I'm trying this both using Python, with this code:
import re
text = '''Respectively <a href="%(link3)" target="_blank">Yosuke Matsuda</a> and <a href="%(link4)" target="_blank">Kenichi Sato</a>, as <a href="%(link5)" target="_blank">boss-fights</a>'''
link_matches = re.finditer(r'(<a.*href=\"\%\(link[0-9]?[0-9]\)\".*?>(.*)</a>)', text)
try:
for index, match in enumerate(link_matches):
text = text.replace(match.groups()[0],
f'[url path="{index}"]{match.groups()[1]}[/url]')
except:
print("no match")
print(text)
.. and using regex101.
I would expect to have this result:
Respectively [url path="0"]Yosuke Matsuda[/url] and [url path="1"]Kenichi Sato[/url], as [url path="2"]boss-fights[/url]
but what I get is:
Respectively [url path="0"]boss-fights[/url]
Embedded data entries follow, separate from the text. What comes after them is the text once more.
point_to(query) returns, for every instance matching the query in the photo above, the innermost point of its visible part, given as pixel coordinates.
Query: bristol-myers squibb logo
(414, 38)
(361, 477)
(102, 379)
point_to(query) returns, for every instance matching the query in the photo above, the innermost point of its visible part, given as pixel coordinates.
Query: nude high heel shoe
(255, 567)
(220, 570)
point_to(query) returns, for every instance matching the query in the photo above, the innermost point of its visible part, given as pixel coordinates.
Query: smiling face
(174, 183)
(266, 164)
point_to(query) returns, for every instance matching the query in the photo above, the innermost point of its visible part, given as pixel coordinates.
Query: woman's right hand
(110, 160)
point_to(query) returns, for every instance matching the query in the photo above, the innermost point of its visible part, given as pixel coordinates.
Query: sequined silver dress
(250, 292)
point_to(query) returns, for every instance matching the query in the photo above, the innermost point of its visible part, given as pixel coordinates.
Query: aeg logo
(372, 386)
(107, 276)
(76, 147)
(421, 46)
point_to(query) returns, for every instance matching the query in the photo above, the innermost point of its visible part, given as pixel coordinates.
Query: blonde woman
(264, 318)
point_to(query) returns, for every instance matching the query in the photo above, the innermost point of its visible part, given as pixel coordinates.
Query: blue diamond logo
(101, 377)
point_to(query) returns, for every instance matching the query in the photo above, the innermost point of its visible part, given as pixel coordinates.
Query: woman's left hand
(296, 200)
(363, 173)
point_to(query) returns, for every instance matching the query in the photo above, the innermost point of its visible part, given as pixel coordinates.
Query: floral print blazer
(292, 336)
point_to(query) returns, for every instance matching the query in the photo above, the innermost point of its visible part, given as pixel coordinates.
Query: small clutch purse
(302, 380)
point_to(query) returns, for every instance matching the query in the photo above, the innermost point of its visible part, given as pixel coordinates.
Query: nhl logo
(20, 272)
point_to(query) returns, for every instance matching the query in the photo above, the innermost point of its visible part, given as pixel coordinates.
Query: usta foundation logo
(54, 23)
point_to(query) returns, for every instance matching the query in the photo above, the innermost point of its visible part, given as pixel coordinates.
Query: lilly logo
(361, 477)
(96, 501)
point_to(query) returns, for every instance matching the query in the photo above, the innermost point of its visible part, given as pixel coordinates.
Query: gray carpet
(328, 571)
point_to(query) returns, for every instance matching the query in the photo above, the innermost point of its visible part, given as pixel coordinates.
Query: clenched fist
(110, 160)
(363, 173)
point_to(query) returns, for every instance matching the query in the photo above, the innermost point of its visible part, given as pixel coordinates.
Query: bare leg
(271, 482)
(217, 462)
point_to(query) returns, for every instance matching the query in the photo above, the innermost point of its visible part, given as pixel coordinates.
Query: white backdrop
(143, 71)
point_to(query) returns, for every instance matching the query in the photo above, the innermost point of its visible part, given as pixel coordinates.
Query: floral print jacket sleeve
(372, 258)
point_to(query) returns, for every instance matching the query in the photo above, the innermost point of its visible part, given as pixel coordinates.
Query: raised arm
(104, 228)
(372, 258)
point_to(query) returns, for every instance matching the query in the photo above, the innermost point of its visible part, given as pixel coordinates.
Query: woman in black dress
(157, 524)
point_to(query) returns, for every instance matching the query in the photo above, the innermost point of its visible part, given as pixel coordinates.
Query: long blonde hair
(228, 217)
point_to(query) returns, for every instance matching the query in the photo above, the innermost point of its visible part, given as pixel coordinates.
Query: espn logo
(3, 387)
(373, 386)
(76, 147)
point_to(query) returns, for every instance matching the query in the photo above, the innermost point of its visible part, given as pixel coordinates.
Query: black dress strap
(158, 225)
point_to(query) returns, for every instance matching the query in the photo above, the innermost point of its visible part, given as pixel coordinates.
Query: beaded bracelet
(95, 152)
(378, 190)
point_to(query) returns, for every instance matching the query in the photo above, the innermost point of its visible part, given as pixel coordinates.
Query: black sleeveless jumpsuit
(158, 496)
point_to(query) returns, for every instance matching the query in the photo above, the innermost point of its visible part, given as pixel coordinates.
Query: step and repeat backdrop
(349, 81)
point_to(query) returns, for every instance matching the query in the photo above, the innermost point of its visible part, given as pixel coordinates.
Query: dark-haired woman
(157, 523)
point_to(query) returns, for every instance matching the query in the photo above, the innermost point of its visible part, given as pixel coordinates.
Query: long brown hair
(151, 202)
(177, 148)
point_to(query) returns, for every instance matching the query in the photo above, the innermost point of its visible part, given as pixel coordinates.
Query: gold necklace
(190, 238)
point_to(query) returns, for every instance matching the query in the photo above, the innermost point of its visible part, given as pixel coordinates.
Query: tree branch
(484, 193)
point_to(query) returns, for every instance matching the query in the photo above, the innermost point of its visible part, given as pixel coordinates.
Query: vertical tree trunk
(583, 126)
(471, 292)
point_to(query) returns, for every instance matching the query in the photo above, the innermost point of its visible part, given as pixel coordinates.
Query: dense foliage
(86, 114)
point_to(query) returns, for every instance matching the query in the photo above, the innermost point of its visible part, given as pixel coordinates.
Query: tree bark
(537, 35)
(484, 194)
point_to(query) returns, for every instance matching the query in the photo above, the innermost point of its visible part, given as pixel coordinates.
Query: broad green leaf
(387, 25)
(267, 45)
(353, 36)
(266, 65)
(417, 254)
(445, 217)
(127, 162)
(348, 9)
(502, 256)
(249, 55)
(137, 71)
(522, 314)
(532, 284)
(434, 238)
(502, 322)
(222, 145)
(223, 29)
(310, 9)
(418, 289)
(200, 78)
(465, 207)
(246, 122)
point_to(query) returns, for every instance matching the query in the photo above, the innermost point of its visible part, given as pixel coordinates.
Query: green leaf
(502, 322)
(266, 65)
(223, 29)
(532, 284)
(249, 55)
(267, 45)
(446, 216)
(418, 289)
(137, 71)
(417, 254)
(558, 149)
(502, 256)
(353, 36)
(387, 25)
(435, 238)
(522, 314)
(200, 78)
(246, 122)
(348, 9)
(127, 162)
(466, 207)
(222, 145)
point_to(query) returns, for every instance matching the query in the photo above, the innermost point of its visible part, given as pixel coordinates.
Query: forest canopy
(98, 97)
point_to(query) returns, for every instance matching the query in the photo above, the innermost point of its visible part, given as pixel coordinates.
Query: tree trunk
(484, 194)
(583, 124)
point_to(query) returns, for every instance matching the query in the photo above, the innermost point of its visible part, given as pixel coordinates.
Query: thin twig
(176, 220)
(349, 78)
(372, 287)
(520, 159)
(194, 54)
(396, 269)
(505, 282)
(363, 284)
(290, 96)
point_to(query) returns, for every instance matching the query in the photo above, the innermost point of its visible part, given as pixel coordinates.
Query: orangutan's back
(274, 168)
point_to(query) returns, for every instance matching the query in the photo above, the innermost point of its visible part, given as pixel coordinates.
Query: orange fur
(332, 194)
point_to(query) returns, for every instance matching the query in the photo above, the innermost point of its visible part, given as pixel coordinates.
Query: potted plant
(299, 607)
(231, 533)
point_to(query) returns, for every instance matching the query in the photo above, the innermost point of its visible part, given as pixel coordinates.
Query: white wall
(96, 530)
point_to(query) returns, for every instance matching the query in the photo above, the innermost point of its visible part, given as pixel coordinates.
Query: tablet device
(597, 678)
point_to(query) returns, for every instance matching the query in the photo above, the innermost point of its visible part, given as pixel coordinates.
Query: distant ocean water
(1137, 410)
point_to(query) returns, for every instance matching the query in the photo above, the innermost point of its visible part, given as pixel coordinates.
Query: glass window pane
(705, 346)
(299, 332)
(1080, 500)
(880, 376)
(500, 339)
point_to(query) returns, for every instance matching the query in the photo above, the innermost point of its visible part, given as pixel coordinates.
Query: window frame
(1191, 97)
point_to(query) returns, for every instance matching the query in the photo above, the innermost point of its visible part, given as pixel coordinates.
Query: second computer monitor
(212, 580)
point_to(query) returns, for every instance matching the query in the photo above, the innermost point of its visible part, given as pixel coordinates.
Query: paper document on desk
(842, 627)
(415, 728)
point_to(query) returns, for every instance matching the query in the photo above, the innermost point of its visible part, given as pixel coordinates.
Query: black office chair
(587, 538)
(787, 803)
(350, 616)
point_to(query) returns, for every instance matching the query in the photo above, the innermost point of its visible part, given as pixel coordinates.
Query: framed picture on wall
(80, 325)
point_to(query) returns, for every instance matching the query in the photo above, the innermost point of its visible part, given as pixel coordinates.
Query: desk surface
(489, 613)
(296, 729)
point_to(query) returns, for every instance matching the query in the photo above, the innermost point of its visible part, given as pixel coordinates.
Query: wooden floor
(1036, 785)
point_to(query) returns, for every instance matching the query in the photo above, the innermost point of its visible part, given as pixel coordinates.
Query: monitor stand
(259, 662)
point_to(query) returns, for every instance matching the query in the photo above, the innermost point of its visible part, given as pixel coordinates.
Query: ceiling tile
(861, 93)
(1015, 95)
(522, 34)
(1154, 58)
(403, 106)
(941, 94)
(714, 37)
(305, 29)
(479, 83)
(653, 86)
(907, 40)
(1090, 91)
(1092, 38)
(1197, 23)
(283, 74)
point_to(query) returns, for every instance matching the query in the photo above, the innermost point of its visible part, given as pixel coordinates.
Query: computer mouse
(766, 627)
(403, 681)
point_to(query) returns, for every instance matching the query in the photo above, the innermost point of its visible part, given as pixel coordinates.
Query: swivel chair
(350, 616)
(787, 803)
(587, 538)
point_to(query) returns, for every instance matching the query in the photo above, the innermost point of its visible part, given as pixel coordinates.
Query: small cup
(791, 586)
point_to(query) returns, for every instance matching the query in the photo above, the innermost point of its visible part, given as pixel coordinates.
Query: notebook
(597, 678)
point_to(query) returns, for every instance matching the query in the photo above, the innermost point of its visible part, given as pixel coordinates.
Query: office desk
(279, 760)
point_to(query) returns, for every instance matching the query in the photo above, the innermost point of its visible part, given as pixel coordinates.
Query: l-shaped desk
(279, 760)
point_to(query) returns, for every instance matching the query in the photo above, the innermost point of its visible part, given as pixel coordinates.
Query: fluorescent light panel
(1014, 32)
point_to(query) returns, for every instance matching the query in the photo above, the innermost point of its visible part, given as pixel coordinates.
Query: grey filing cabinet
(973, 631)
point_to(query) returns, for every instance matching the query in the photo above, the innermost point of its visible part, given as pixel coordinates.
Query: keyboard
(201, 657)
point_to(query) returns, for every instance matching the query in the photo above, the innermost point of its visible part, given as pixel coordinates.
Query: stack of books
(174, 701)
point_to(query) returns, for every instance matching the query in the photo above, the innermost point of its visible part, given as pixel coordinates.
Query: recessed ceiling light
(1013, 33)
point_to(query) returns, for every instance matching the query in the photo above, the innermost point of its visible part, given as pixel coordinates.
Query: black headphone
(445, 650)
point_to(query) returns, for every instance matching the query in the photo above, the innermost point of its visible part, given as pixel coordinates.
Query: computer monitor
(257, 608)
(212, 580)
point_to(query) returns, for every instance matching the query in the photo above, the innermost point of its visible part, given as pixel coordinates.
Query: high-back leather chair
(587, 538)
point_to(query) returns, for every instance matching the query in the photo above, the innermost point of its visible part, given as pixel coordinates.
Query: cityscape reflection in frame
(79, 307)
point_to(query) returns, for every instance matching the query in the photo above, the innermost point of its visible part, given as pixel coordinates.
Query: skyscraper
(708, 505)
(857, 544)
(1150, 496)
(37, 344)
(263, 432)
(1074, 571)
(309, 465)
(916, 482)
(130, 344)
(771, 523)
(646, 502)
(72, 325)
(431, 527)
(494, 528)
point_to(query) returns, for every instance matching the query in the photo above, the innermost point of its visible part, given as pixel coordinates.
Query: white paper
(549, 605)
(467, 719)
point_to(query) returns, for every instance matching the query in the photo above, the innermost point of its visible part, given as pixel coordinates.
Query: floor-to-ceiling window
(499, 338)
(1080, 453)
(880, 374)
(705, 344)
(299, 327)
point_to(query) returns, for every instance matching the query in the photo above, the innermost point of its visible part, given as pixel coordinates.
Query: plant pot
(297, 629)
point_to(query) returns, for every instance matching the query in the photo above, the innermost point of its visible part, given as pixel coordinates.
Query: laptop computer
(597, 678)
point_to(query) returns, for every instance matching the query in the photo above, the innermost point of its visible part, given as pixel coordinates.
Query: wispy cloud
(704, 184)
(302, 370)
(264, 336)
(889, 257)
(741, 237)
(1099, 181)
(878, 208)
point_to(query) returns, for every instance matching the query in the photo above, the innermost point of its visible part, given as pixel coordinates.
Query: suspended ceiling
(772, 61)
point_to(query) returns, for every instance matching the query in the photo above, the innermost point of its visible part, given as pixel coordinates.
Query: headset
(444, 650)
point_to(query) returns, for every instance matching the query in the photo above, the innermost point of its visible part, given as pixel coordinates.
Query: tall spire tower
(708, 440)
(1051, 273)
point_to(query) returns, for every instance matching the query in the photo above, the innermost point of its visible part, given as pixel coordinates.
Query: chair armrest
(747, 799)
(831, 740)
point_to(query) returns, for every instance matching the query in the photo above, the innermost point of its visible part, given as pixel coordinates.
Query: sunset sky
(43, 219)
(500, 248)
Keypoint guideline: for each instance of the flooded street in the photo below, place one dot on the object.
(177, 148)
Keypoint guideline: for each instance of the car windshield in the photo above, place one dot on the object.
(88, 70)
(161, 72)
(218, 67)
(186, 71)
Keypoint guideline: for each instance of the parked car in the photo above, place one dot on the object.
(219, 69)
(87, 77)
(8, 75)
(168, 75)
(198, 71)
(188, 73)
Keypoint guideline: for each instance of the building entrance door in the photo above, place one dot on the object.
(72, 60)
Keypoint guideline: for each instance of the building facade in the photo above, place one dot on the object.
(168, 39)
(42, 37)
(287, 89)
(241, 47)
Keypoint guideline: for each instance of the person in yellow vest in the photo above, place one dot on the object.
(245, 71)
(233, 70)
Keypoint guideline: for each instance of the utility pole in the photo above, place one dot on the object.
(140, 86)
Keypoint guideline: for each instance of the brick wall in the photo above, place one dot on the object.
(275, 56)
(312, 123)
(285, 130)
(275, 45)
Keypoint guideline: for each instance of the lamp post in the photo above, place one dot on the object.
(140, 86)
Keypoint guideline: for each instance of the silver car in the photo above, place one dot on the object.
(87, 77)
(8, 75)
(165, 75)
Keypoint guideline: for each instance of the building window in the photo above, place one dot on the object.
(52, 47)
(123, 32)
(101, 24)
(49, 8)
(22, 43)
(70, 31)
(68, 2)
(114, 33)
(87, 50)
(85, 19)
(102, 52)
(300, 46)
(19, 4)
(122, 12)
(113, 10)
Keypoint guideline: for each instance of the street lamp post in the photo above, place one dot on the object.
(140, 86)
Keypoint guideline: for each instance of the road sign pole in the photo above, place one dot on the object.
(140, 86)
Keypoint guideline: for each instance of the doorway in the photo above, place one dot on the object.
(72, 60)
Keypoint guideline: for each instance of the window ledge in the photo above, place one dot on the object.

I have already tried moving the ?
inside the </a>
with no luck.
Thank you in advance for the help!
Edit to re-open:
This post doesn't solve the problem. Infact, it stops only once. The result is:
Respectively [url path="0"]Yosuke Matsuda</a> and <a href="%(link4)" target="_blank">Kenichi Sato</a>, as <a href="%(link5)" target="_blank">boss-fights[/url].</p>